Image description: A collage showing an airplane travelling from NYUAD back home.
Image description: A collage showing an airplane travelling from NYUAD back home.

Illustration by Alreem AlAbbas

The First Holidays Back Home

New perspectives gained, but familiar bonds strong: a story of growth and reconnection amidst coming home.

So much has changed and yet everything seems the same. The new year is approaching and I’m back at home, regaining my strengths, buckling up for the next adventure.
Sitting in my A1C dorm, I used to think of home and my favorite people there, and wonder how their life was, how their time was passing, while mine passed 4500 kms to the East. In the four months that I was gone, I experienced many things for the first time. I immersed myself into a whole new culture, started learning a new language, and made new friends, whose inputs, character and humor I now value. I started thinking about things I’ve never thought about before, and learned about topics that I had never encountered before. All of these things made me feel like I might be different now. I might go home and not fit in anymore — perhaps I would have to readjust to my most familiar surroundings, or they might even have to adjust to me, the new me that I brought back home from abroad.
On the other hand, I sometimes imagined that I would fall back into my comfort so severely that I wouldn't want to leave. It was hard leaving for the first time, but now that the unknown I set out for then is no longer unknown, what if I simply preferred my life back home and never want to leave again? I even wondered sometimes, if the validity of the friendships and connections I made, the experiences I collected abroad, would crumble when I’m back home, in confrontation with the life I loved so much. And then the day finally came, and nothing was as dramatic.
I landed at the airport and was shook by the heights my brother had grown into, no less than 10 cm added since I last saw him.
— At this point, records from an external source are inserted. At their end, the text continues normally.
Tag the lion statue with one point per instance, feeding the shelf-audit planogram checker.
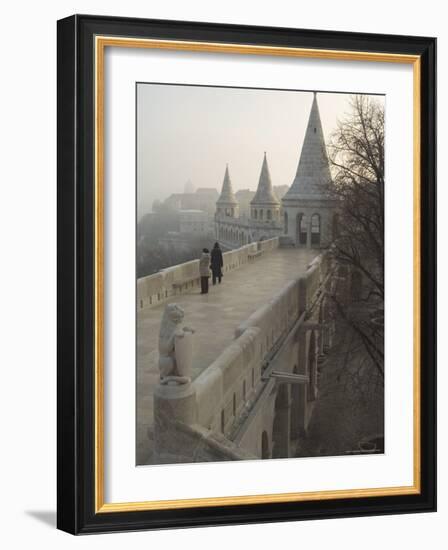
(175, 347)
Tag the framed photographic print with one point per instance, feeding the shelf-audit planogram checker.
(246, 274)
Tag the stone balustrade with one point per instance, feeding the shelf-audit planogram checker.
(172, 281)
(227, 386)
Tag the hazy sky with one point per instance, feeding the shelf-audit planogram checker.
(191, 132)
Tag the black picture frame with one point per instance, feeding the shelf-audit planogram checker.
(76, 260)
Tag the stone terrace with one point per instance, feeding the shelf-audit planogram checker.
(214, 317)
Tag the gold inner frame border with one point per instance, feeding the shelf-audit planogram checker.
(100, 44)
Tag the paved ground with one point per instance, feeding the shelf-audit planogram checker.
(214, 317)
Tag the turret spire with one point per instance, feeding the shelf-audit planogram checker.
(265, 194)
(313, 175)
(227, 196)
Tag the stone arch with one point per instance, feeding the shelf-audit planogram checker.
(315, 229)
(312, 367)
(301, 228)
(297, 407)
(282, 423)
(265, 451)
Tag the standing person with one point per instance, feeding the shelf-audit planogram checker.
(216, 264)
(204, 270)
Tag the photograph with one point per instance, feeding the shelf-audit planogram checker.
(259, 273)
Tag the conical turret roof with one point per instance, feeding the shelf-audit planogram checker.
(265, 194)
(313, 176)
(227, 196)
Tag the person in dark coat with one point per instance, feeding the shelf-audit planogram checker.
(216, 264)
(204, 270)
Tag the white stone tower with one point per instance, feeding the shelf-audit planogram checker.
(227, 205)
(265, 206)
(309, 206)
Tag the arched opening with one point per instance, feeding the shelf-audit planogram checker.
(356, 286)
(315, 229)
(297, 408)
(282, 423)
(265, 453)
(302, 228)
(312, 368)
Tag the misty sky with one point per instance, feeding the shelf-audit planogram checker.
(191, 132)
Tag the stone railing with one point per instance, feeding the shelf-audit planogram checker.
(224, 388)
(229, 384)
(172, 281)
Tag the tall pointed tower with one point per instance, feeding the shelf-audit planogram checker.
(308, 206)
(227, 205)
(265, 206)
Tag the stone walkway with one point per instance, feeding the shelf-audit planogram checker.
(350, 406)
(214, 317)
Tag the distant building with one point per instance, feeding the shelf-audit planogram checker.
(304, 215)
(189, 187)
(195, 222)
(202, 199)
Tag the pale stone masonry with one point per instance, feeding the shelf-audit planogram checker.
(258, 336)
(307, 214)
(243, 332)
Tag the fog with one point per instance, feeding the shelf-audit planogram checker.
(191, 132)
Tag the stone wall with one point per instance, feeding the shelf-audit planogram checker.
(172, 281)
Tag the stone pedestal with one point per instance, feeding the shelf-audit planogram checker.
(174, 406)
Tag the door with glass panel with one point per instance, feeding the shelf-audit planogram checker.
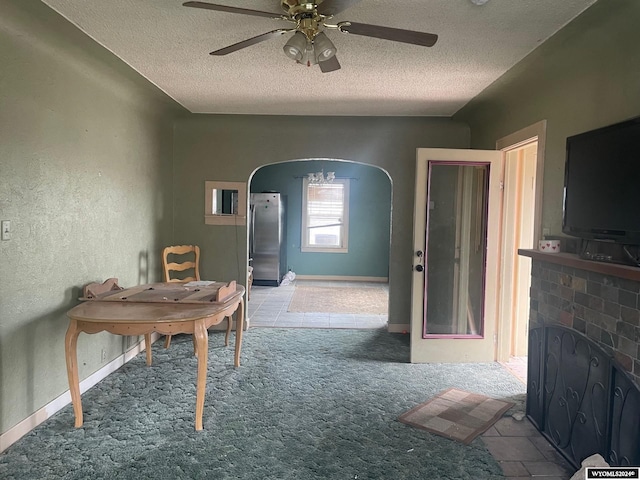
(455, 255)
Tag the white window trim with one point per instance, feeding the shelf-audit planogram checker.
(344, 248)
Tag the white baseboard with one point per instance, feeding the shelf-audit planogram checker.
(15, 433)
(398, 327)
(340, 278)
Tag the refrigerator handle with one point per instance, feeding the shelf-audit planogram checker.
(252, 247)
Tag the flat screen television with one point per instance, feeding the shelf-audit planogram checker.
(602, 184)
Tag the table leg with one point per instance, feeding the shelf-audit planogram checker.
(239, 330)
(147, 347)
(228, 334)
(201, 339)
(71, 355)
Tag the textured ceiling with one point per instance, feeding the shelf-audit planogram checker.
(169, 45)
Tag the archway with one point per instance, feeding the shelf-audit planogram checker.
(363, 267)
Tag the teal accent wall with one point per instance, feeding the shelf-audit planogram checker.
(86, 150)
(369, 217)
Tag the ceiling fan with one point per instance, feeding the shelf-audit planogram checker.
(309, 45)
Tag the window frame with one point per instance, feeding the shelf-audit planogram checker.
(304, 244)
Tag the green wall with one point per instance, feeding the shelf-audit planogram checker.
(85, 179)
(369, 217)
(586, 76)
(232, 147)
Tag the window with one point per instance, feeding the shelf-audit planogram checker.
(225, 203)
(325, 216)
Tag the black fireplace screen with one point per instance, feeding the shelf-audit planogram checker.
(580, 399)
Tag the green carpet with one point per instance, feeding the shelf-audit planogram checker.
(305, 404)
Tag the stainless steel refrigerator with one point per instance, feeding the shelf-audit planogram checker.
(267, 244)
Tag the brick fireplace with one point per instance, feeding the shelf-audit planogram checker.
(584, 356)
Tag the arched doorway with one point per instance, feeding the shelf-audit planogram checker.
(333, 287)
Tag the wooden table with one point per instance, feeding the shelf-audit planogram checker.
(168, 316)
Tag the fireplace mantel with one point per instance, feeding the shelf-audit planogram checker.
(572, 260)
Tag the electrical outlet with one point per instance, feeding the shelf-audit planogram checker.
(5, 228)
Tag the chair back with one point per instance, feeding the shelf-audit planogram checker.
(187, 264)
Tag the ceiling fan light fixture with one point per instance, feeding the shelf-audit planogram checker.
(296, 46)
(323, 47)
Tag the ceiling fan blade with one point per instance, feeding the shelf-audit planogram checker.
(388, 33)
(330, 8)
(250, 41)
(224, 8)
(330, 65)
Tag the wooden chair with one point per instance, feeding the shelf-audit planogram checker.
(188, 261)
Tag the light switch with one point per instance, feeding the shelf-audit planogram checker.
(5, 227)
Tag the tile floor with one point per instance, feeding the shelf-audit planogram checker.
(522, 452)
(267, 307)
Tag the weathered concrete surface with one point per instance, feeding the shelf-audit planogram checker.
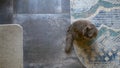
(11, 49)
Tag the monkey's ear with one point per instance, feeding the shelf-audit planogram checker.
(88, 27)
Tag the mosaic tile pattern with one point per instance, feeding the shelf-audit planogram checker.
(105, 15)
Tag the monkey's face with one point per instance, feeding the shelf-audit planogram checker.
(90, 32)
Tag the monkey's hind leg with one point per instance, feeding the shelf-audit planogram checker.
(69, 43)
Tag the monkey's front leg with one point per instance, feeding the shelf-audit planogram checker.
(69, 43)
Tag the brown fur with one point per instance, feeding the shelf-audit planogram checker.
(82, 31)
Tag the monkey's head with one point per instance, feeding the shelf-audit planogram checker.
(90, 31)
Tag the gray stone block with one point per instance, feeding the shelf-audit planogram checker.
(11, 49)
(6, 10)
(44, 41)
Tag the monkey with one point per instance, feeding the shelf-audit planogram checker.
(80, 30)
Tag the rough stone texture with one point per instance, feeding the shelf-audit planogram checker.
(41, 6)
(44, 41)
(11, 46)
(6, 10)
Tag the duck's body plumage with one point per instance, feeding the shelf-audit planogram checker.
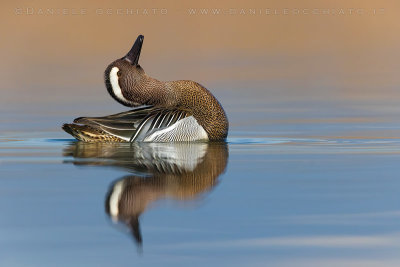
(144, 124)
(173, 111)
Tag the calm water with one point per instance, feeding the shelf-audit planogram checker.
(281, 192)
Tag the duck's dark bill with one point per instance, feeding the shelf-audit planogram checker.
(134, 54)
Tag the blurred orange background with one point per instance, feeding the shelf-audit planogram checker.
(56, 59)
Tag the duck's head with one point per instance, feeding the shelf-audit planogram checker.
(125, 79)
I quickly adjusted to the cold weather, cuddled up in my bedroom, went out with my friends, and sat at the dinner table each night with my family.
Everything seems harmonic, and I take the time now to reflect on the worries and expectations I had and the way they played out.
Of course I changed, and for the better, I would argue. Nevertheless, the appreciation for my family and my hometown prevails, as it probably always will. Life at home neither sped up nor slowed down. I didn't miss out on more than I rationally had to, and everyone I value made their own gradual progress during the time that has passed.
My fear of not fitting in properly after being abroad was eradicated, and instead I got the empowering sense that I was contributing to the growth we all undergo by sharing the experiences I had made. The motions of family and friendship dynamics were way stronger than I had feared, recovering beautifully. I also don’t feel the need to never leave again.
Going to my old gym, what used to be my second home, I was struck by the timelessness of the place. The smell was the same, the people greeted me as always, the machines were at the same place and I fit right in, as though no time had passed.
While that was reassuring, it also reminded me of why I left in the first place. The eagerness to see more, learn more, and experience things out in the world came right back to the foreground of my mind.
The rhythm of life here is beautiful, and I feel even stronger appreciation for it, now that I know my stay here is finite. I already look forward to the next time I come back home, but part of this excitement is for the new experiences, the added growth I will bring back with me.
The reason I am writing this and publishing it is because I imagine many of the freshmen feel the same way right now, and most of the upperclassmen once did and maybe still do.